From a vendor’s perspective, Laurent Bouchoucha, VP of development at Alcatel-Lucent Enterprise’s network business division, said that building IoT applications was about building solutions based on specific customer requirements.
“If we want to improve the productivity of nurses in a hospital our product manager spends a week with nurses and learns the needs of the job – and after a week we have a decent knowledge,” he said.
“If you want to optimise a optimise safety for roads transportation – as we are doing – we spend a week in a security operation centre to assess what type of IoT data they, and, in case of an incident, how do they want this data received,” he added.
Like Post NL, Bouchoucha recommends that firms start with the “low hanging fruit”. In healthcare ALE started with locating wheelchairs and beds – after finding out that nurses spend around one hour per day trying to locate these assets.
“The most obvious ROI is cost and time – and these are the projects that will get through at first. Demonstrate that it works and aim to demonstrate its value within a 12-month timeframe,” he advises.
Larger organisations such as Unilever are already using IoT and intelligent edge services to generate a next generation digital model of a physical environment – a so called ‘digital twin’.

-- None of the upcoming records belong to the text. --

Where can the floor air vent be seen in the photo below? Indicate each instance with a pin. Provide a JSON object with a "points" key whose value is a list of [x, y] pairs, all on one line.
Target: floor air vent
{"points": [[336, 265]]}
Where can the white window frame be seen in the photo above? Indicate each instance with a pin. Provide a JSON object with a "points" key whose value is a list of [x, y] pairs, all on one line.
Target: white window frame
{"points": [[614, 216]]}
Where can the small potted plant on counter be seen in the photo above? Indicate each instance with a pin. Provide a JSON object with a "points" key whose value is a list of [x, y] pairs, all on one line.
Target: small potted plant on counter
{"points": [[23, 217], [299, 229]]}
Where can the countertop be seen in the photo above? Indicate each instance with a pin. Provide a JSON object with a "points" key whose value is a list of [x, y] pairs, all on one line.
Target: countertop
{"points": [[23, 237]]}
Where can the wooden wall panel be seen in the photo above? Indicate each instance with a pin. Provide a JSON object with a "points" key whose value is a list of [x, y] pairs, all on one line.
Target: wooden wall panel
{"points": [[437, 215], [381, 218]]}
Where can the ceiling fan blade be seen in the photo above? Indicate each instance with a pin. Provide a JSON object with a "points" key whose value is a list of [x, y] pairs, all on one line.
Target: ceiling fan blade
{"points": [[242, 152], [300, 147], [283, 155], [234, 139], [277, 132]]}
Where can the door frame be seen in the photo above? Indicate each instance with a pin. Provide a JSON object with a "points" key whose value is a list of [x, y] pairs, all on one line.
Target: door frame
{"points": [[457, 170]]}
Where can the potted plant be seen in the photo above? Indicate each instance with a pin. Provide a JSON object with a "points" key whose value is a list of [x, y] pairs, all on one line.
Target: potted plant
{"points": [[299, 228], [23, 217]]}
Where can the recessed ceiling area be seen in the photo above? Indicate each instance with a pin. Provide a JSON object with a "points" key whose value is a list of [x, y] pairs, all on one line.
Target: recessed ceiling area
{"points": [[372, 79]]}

Satyajit Wattamwar, data science & digital expertise leader at Unilever R&D added that there are now over 30 pilot plants and that the biggest challenge currently is retrieving usable data and optimising performance.
“You cannot ignore a single piece of information that is happening in the factory. The scale is huge, and the challenge is big,” he said.
“I scout many different technology partners, including IoT and data scientists, but even the most advanced technology solution companies struggle when it comes to the optimization,” he added.
According to Bouchoucha a key challenge for enterprises using IoT is how to get the right data to the right people as quickly as possible so that they could make the best decisions. “And the best decision, in the end, will usually be a human one,” he added.